Functions available for DataFrame operations.

Builder

The entry point to programming Spark with the Dataset and DataFrame API.

Column

Column class represents a column that will be computed based on the data in a DataFrame.

DataFrame

A distributed collection of data organized into named columns.

DataFrameFunctions

Functions available for a managed DataFrame.

DataFrameNaFunctions

Provides functionalities for working with missing data in DataFrame.

DataFrameReader

DataFrameReader provides functionality to load a DataFrame from external storage systems (e.g. file systems, key-value stores, etc).

DataFrameStatFunctions

Provides statistic functions for DataFrame.

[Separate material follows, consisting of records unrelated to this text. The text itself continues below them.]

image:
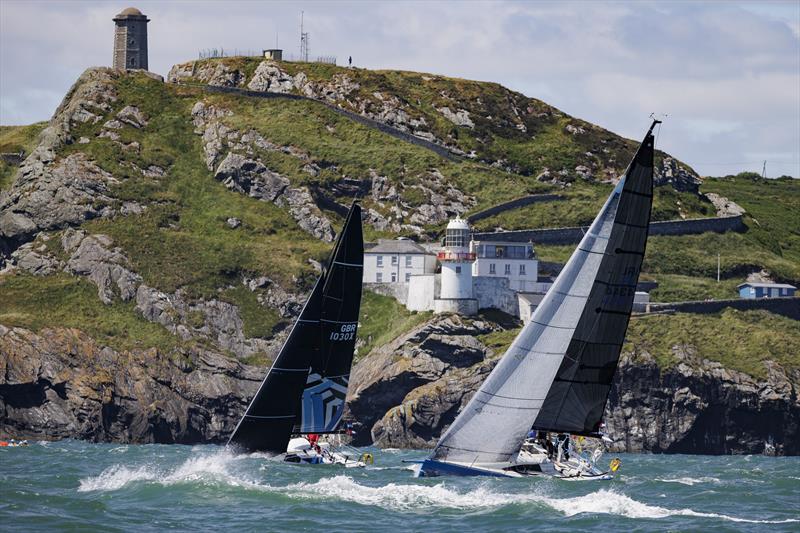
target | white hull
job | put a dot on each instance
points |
(301, 451)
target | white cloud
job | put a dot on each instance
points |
(728, 74)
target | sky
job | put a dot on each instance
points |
(726, 73)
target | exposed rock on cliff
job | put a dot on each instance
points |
(61, 384)
(249, 175)
(52, 193)
(408, 390)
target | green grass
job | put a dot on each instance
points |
(739, 340)
(383, 319)
(182, 240)
(678, 288)
(67, 301)
(14, 139)
(772, 218)
(258, 320)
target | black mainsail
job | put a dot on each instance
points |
(557, 373)
(304, 389)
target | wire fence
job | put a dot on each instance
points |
(209, 53)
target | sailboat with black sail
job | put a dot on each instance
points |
(556, 375)
(304, 390)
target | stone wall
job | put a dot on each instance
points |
(459, 306)
(494, 292)
(398, 291)
(788, 307)
(513, 204)
(574, 235)
(421, 291)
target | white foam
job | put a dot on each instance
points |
(691, 480)
(610, 502)
(116, 477)
(207, 469)
(215, 469)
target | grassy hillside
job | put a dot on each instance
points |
(181, 239)
(14, 139)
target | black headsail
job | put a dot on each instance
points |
(325, 391)
(577, 397)
(556, 373)
(312, 348)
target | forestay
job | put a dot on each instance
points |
(558, 370)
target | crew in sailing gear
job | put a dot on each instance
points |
(563, 442)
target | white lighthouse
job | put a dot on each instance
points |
(456, 295)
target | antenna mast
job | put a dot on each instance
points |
(303, 40)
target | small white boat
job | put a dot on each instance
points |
(300, 450)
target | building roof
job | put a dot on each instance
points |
(130, 11)
(458, 223)
(397, 246)
(767, 284)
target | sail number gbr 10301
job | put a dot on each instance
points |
(346, 332)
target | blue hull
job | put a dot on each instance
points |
(431, 468)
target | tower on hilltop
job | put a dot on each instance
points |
(130, 40)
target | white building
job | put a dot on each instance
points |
(456, 292)
(515, 261)
(395, 261)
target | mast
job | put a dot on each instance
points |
(307, 383)
(325, 391)
(557, 373)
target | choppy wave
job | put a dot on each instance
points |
(691, 480)
(218, 469)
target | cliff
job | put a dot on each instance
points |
(161, 237)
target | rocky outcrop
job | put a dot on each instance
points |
(247, 174)
(671, 172)
(700, 407)
(51, 192)
(60, 383)
(95, 257)
(724, 207)
(408, 392)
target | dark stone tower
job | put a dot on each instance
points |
(130, 40)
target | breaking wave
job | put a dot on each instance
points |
(216, 469)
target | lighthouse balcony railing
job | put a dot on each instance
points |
(455, 256)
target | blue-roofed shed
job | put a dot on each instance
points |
(765, 290)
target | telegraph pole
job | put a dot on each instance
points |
(303, 40)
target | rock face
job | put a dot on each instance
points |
(61, 384)
(412, 388)
(243, 171)
(701, 407)
(409, 391)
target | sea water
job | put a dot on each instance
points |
(77, 485)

DataFrameUdfRegistrationExtensions

Extension methods for UdfRegistration.

DataFrameWriter

Interface used to write a DataFrame to external storage systems (e.g. file systems, key-value stores, etc).

DataFrameWriterV2

Interface used to write a DataFrame to external storage using the v2 API.

Functions

Functions available for DataFrame operations.

GenericRow

Represents a row object in RDD, equivalent to GenericRow in Spark.

RelationalGroupedDataset

A set of methods for aggregations on a DataFrame.

Row

Represents a row object in RDD, equivalent to GenericRowWithSchema in Spark.

RuntimeConfig

Runtime configuration interface for Spark.

SparkSession

The entry point to programming Spark with the Dataset and DataFrame API.

StorageLevel

Flags for controlling the storage of an RDD. Each StorageLevel records whether to use memory, whether to drop the RDD to disk if it falls out of memory, whether to keep the data in memory in a JAVA-specific serialized format, and whether to replicate the RDD partitions on multiple nodes. Also contains static properties for some commonly used storage levels, MEMORY_ONLY.

UdfRegistration

Functions for registering user-defined functions.

UdfRegistrationExtensions

Extension methods for UdfRegistration.

Interfaces

IForeachWriter

Interface for writing custom logic to process data generated by a query. This is often used to write the output of a streaming query to arbitrary storage systems.

Enums

SaveMode

SaveMode is used to specify the expected behavior of saving a DataFrame to a data source.